BPI Trade CEO Michalangelo Oyson described the current situation as the “last call of the happy hour” where Philippine equities are likely to make one major push to record highs, before embarking on a major price correction in 2016.
“I believe the fair value of the stock market [index] is 7,800,” he told clients of the Ayala-controlled financial institution in a briefing late last week. “We can reach 8,400 before we come back down.”
As of last Friday, the Philippine Stock Exchange index (PSEi) has risen to 7,728.18 points—compared to 6,011.14 exactly a year ago—on the back of a surge in liquidity from foreign funds seeking better returns in emerging markets.
The almost 30-percent year-on-year return has made the PSEi one of the best-performing stock markets in the world for 2014.
An analyst for the defunct Deutsche Morgan Grenfell securities house in 1996, Oyson predicted a sharp downturn for Philippine banks, warning that their growing exposure to the then booming real estate market would precipitate a liquidity crunch once fund flows reversed.
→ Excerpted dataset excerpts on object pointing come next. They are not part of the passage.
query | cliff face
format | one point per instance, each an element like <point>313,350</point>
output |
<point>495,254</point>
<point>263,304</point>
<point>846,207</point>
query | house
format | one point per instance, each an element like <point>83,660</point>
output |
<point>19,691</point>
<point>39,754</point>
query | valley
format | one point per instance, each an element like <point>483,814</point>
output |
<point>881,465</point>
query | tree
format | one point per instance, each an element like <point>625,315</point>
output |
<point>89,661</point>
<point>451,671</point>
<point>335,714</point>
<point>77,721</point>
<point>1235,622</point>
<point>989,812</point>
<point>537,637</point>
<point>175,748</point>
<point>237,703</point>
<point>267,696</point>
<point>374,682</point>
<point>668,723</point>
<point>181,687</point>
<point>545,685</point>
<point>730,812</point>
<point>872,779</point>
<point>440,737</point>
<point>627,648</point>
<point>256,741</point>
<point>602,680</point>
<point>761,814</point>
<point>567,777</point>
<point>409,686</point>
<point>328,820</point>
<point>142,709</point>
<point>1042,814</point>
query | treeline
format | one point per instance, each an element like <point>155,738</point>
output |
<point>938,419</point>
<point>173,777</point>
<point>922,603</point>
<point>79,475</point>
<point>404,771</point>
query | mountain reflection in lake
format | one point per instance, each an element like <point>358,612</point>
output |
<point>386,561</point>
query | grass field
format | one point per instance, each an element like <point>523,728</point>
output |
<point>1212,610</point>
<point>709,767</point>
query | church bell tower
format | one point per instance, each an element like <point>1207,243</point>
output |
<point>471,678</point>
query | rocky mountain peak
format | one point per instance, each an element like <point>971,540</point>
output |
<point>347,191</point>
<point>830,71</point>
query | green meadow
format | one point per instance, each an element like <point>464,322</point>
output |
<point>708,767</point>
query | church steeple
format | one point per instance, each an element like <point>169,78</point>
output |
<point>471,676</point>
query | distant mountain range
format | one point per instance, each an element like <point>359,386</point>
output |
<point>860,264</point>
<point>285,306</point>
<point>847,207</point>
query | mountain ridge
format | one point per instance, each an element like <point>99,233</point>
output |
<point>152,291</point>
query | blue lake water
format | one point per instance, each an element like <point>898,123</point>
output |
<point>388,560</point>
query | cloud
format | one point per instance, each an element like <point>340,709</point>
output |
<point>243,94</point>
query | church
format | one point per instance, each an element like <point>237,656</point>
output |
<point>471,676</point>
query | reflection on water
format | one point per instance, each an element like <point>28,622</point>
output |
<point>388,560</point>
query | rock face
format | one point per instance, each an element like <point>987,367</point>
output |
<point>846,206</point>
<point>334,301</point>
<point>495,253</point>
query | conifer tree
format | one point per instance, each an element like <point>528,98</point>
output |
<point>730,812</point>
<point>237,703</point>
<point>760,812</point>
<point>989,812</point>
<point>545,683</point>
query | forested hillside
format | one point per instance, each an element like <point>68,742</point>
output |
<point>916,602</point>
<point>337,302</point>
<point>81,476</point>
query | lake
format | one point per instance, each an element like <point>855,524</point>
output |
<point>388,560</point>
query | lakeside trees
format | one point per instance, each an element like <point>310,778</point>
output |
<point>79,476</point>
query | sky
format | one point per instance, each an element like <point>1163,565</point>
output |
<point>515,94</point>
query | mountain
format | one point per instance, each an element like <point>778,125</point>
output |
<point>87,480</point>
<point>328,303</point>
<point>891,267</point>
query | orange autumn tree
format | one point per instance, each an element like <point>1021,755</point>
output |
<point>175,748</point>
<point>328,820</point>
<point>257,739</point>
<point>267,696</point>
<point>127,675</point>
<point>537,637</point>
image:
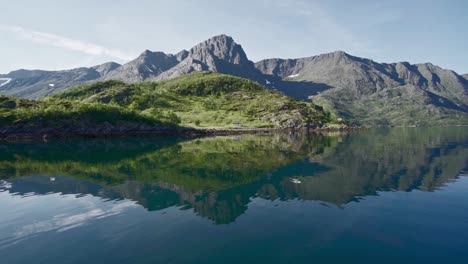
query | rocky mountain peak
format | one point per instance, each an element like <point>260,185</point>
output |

In the wake of that report, ranking officials of the Bangko Sentral ng Pilipinas scrambled to debunk his findings, pronouncing the local banking scene healthy and the property market robust.
Seven months later, Oyson was proven right when the financial crisis erupted in Thailand and rolled across the region.
This time around, however, Oyson said local stocks—though pricey—might still move upward due to the expected inflow of abundant liquidity from overseas, aided by continuing loose monetary policy from central banks in Europe, Japan and the United States.
“We ended 2014 with [an average] price-earnings ratio of 20 times for the PSEi,” he pointed out, referring to the metric that measures the number of years it would take for for a company’s earnings to catch up with its stock price. “At one point, we were at a peak of 22 times, while Indonesia was at 30 times. By any measure, we’re no longer cheap.”